Un morceau de piano doigté est déjà à moitié su. Je ne comprends pas que toutes les publications pour cet instrument ne soient pas doigtées.

Il ne convient cependant pas toujours de s’astreindre rigoureusement aux indications de ce genre, car il en va de la main comme de la voix. Chacun doit suivre et seconder ses aptitudes naturelles.
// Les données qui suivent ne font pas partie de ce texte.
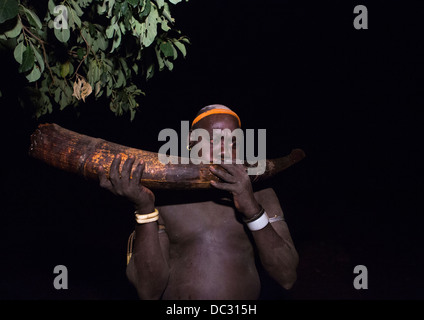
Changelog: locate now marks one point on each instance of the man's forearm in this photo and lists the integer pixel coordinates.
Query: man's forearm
(151, 267)
(277, 255)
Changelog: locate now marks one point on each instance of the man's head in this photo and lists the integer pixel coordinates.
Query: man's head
(213, 118)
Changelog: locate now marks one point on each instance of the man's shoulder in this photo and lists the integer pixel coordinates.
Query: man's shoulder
(266, 192)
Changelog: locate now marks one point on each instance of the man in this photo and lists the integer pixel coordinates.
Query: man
(201, 245)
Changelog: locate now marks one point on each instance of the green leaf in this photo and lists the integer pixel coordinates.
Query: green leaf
(15, 31)
(19, 51)
(62, 34)
(64, 69)
(34, 75)
(8, 10)
(166, 49)
(134, 3)
(33, 18)
(39, 58)
(28, 59)
(181, 47)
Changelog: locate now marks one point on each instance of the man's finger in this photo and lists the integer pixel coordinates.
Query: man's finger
(104, 181)
(231, 168)
(222, 174)
(114, 169)
(223, 186)
(126, 169)
(138, 172)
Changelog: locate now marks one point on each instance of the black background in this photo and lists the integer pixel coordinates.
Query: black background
(351, 99)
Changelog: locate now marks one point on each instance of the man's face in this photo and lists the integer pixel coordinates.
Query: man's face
(217, 121)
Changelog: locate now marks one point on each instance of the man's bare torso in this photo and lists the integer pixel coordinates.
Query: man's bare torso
(210, 253)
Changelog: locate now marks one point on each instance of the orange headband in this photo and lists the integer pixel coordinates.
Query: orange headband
(215, 111)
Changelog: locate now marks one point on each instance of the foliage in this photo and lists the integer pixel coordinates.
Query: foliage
(108, 47)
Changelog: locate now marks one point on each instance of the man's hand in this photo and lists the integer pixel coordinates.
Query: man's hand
(130, 188)
(236, 180)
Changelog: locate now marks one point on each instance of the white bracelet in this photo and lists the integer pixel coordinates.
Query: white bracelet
(259, 223)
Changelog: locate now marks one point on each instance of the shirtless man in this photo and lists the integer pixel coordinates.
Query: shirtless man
(203, 248)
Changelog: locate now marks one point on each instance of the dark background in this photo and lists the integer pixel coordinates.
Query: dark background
(351, 99)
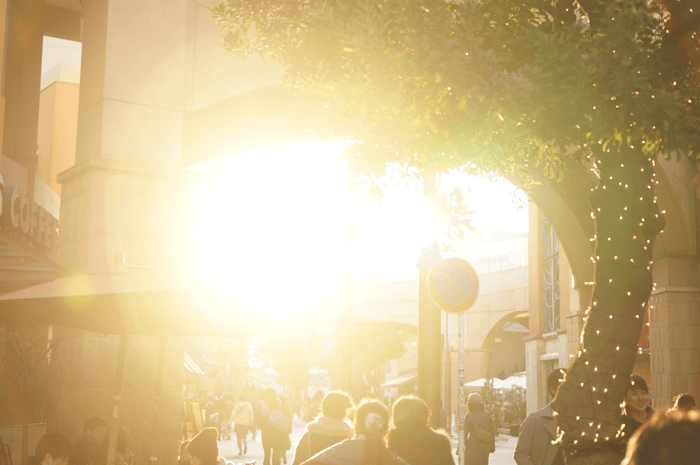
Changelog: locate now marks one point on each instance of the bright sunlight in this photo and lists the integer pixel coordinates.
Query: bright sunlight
(270, 225)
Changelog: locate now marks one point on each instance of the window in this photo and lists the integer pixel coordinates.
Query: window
(550, 276)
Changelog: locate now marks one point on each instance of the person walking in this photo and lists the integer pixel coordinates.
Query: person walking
(210, 416)
(314, 405)
(684, 403)
(226, 417)
(123, 455)
(479, 432)
(539, 429)
(274, 429)
(52, 449)
(368, 447)
(412, 439)
(327, 429)
(636, 408)
(243, 418)
(93, 432)
(204, 448)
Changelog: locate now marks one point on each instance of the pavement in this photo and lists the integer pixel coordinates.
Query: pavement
(505, 444)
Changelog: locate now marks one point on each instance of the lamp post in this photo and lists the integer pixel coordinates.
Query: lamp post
(350, 235)
(429, 334)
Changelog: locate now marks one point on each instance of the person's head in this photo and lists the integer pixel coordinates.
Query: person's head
(474, 402)
(685, 403)
(270, 396)
(410, 411)
(637, 395)
(204, 448)
(122, 447)
(53, 449)
(554, 380)
(372, 421)
(336, 404)
(666, 438)
(95, 427)
(371, 418)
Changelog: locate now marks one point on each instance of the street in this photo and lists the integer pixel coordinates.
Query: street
(228, 449)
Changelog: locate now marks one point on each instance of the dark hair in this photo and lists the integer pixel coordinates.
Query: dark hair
(685, 402)
(554, 380)
(475, 407)
(100, 456)
(54, 444)
(410, 411)
(637, 382)
(372, 420)
(93, 423)
(270, 396)
(666, 438)
(336, 404)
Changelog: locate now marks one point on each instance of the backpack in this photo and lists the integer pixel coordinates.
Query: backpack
(278, 420)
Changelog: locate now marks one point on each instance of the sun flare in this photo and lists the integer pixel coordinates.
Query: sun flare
(270, 227)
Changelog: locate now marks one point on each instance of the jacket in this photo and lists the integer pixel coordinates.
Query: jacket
(321, 434)
(420, 445)
(535, 439)
(350, 452)
(476, 451)
(242, 413)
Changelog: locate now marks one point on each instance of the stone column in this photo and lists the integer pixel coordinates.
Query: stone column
(126, 195)
(22, 82)
(674, 317)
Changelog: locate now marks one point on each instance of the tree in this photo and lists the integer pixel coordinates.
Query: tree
(512, 86)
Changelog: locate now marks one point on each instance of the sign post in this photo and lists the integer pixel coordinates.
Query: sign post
(453, 285)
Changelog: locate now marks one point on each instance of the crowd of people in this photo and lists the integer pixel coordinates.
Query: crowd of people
(375, 437)
(397, 436)
(647, 437)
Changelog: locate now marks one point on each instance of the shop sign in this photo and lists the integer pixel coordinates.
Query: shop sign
(27, 218)
(644, 336)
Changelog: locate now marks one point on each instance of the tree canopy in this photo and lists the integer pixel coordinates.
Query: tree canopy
(504, 85)
(512, 86)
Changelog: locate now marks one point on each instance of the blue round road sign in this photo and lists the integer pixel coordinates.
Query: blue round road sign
(453, 285)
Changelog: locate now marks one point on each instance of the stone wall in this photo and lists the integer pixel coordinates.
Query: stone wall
(12, 435)
(84, 376)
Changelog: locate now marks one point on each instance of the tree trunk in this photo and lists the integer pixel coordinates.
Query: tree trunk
(627, 221)
(25, 442)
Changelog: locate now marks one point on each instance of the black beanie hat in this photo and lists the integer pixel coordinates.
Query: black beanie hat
(205, 446)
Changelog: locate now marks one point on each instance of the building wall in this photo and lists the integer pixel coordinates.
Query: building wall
(557, 349)
(58, 125)
(3, 36)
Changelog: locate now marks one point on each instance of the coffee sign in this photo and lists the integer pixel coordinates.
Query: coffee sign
(27, 218)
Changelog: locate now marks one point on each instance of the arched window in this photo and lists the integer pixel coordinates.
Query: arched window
(550, 276)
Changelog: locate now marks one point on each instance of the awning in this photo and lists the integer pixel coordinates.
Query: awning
(191, 366)
(401, 380)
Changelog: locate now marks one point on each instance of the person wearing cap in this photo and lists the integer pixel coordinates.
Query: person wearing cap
(327, 429)
(204, 448)
(412, 439)
(636, 408)
(539, 429)
(479, 432)
(52, 449)
(684, 403)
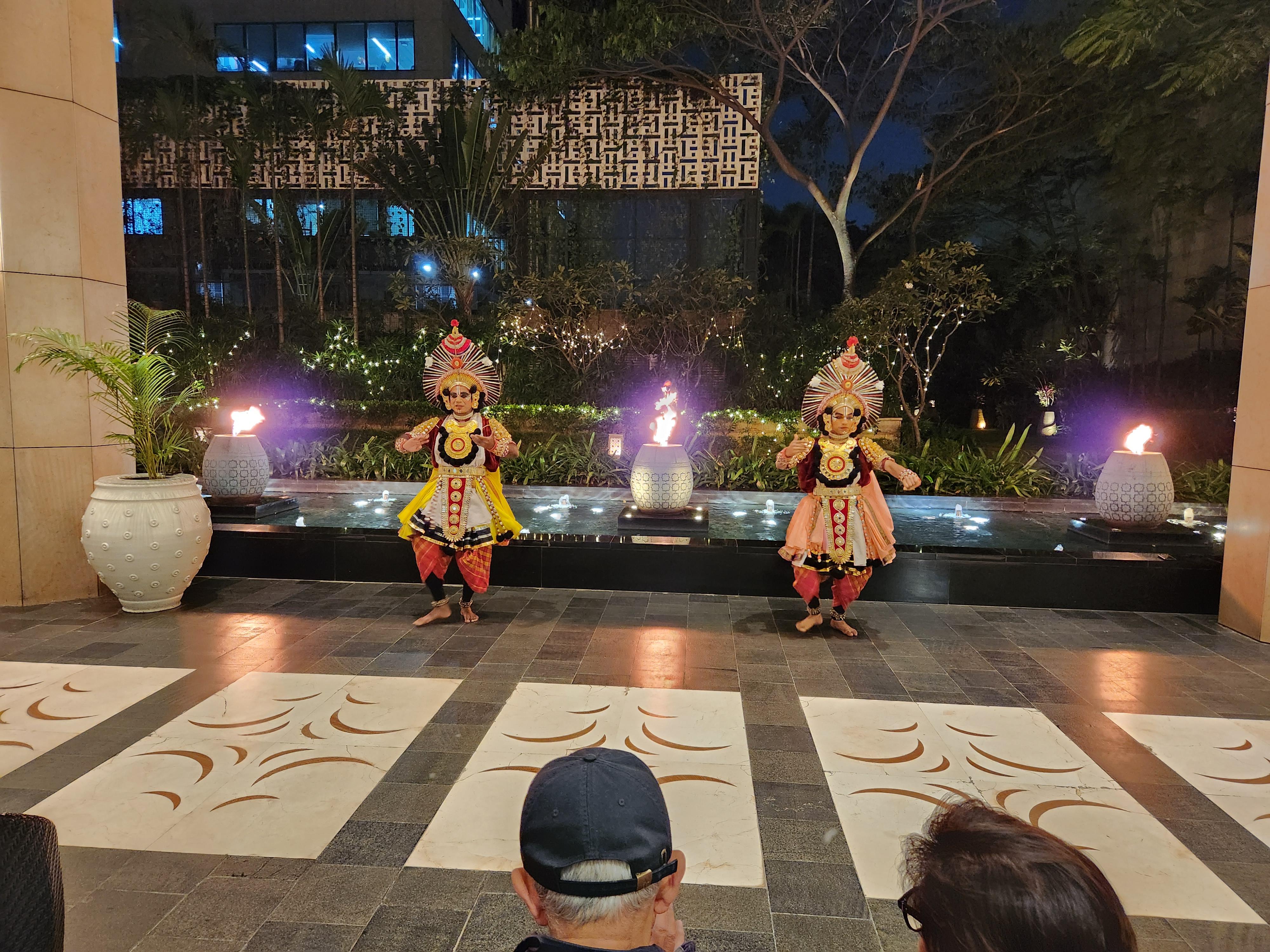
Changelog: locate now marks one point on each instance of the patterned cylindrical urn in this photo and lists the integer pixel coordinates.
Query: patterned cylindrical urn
(236, 468)
(662, 479)
(147, 539)
(1136, 491)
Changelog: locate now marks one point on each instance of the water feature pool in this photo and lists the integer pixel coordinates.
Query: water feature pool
(923, 524)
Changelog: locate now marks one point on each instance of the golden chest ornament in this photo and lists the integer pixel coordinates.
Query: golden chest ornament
(836, 459)
(459, 439)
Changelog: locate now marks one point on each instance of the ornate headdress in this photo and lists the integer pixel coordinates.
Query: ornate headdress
(845, 379)
(457, 360)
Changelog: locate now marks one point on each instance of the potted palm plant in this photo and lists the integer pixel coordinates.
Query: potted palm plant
(145, 535)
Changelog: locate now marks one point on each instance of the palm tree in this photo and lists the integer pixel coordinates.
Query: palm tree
(241, 153)
(317, 117)
(190, 35)
(172, 119)
(459, 186)
(271, 121)
(358, 100)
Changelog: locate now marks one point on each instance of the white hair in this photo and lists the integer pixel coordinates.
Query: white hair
(584, 911)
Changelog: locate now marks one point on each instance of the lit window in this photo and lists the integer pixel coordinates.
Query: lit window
(260, 48)
(406, 45)
(474, 12)
(351, 45)
(319, 43)
(382, 46)
(143, 216)
(401, 221)
(293, 56)
(298, 48)
(232, 48)
(464, 67)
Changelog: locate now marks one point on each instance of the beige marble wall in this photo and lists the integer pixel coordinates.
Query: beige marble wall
(62, 265)
(1245, 579)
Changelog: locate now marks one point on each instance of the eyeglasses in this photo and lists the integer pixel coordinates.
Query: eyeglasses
(911, 918)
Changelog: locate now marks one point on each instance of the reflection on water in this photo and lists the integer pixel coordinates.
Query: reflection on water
(732, 516)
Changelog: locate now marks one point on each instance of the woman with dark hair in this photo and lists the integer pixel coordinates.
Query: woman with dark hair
(985, 882)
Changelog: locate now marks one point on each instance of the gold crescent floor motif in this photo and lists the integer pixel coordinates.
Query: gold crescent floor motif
(242, 800)
(341, 727)
(556, 741)
(678, 747)
(901, 760)
(1024, 767)
(204, 761)
(175, 799)
(243, 724)
(34, 711)
(313, 761)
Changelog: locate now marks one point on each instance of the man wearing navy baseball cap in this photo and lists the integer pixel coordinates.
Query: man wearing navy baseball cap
(599, 871)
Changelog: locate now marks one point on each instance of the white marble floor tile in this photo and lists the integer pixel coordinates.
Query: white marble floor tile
(203, 790)
(885, 738)
(46, 705)
(695, 746)
(1045, 779)
(1020, 743)
(878, 814)
(1226, 760)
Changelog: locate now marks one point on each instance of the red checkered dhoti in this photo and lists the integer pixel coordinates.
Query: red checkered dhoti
(435, 560)
(807, 583)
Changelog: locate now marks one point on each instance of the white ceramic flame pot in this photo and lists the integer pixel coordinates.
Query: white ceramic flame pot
(662, 478)
(236, 468)
(147, 539)
(1135, 492)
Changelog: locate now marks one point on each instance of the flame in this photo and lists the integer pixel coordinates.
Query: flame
(1139, 439)
(665, 423)
(246, 420)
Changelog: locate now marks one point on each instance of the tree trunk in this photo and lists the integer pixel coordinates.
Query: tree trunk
(848, 252)
(247, 262)
(1164, 314)
(185, 242)
(199, 192)
(277, 267)
(203, 244)
(352, 263)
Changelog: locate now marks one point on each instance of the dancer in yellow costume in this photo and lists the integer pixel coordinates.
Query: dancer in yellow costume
(460, 513)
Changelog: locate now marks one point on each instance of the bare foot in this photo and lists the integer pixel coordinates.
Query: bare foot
(810, 623)
(438, 612)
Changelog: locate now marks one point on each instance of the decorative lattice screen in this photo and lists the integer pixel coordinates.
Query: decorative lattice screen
(604, 136)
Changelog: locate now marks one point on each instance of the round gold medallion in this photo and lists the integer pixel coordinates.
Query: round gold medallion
(459, 445)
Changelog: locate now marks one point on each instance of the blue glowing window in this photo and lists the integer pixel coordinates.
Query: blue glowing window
(143, 216)
(474, 12)
(401, 221)
(463, 65)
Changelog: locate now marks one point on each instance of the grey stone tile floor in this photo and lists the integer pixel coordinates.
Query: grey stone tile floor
(358, 896)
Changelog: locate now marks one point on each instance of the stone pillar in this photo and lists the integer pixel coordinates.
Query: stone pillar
(1247, 573)
(62, 265)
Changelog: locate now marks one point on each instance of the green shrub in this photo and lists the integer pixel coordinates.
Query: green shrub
(975, 473)
(1203, 483)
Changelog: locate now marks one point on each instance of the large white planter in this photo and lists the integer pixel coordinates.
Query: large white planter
(236, 468)
(1135, 492)
(147, 539)
(662, 478)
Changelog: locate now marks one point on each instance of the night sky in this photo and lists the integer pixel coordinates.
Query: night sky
(897, 148)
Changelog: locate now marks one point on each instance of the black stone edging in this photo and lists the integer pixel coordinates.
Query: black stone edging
(1187, 585)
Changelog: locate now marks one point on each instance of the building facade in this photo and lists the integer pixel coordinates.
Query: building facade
(391, 39)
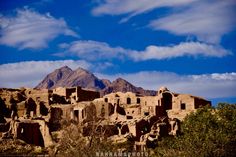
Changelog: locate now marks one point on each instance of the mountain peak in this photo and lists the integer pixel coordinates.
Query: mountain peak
(64, 68)
(65, 77)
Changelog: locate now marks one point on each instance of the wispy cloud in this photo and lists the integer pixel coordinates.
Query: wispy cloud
(94, 50)
(183, 49)
(216, 85)
(131, 7)
(30, 29)
(207, 20)
(30, 73)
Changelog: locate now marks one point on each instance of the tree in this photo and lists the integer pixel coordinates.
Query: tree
(207, 132)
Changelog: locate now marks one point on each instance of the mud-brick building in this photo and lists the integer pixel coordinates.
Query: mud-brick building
(76, 94)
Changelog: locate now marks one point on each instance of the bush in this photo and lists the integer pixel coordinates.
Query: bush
(207, 132)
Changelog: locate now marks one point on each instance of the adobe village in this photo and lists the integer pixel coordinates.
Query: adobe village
(33, 115)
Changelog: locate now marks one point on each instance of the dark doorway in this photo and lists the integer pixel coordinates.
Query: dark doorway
(43, 109)
(138, 100)
(167, 101)
(128, 101)
(30, 133)
(76, 114)
(183, 106)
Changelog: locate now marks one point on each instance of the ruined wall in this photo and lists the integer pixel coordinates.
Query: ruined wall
(86, 95)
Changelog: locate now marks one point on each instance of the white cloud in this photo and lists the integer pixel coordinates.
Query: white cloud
(216, 85)
(30, 73)
(207, 20)
(118, 7)
(183, 49)
(94, 50)
(30, 29)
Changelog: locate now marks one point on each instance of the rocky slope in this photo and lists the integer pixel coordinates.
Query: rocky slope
(66, 77)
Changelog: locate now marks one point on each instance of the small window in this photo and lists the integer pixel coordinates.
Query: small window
(138, 100)
(106, 100)
(146, 113)
(129, 117)
(128, 101)
(183, 106)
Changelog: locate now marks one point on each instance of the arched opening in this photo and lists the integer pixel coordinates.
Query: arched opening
(128, 101)
(43, 109)
(138, 100)
(106, 99)
(167, 101)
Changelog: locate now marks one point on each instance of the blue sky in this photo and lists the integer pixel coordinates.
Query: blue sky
(186, 45)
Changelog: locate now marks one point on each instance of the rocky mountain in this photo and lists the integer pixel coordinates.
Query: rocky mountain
(66, 77)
Une main maigre et très grande est disposée à d’autres flexions qu’une main petite et grasse.

Chose singulière ! il semble qu’en général, l’une a plus de puissance et de facilité, l’autre plus de netteté et de fini.

La musique n’a pas encore eu son Fromentin — peintre d’une rare distinction, d’un sens pittoresque captivant — écrivain admirable qui a su traduire dans une langue étonnement pure, précise, en même temps que mélodieuse, les sensations que donne son art.

Que de pensées exactes, exquises aussi, communes à toutes les œuvres de l’esprit, je relève dans ses Maîtres d’autrefois, celle-ci par exemple :

« Il y a dans la vie des grands artistes de ces œuvres prédestinées non pas les plus vastes, ni toujours les plus savantes, quelquefois les plus humbles, qui, par une conjonction fortuite de tous les dons de l’artiste, ont exprimé, comme à leur insu, la plus pure essence de leur génie. »

Dans un siècle ou deux, les musiciens étudieront et admireront les Maîtres Chanteurs de Wagner, comme nous admirons la Passion ou la Messe en si mineur de J.-S. Bach. Dans aucune de ses œuvres Wagner ne s’est montré plus varié, plus puissant, plus coloré, et n’a adopté une forme plus adéquate à son génie polyphonique.


  1. M. Nathan était le frère de Mme Nathan-Treillet, qui a longtemps chanté à l’Opéra, avec son maître Duprez. Elle tenait avec talent l’emploi des falcons.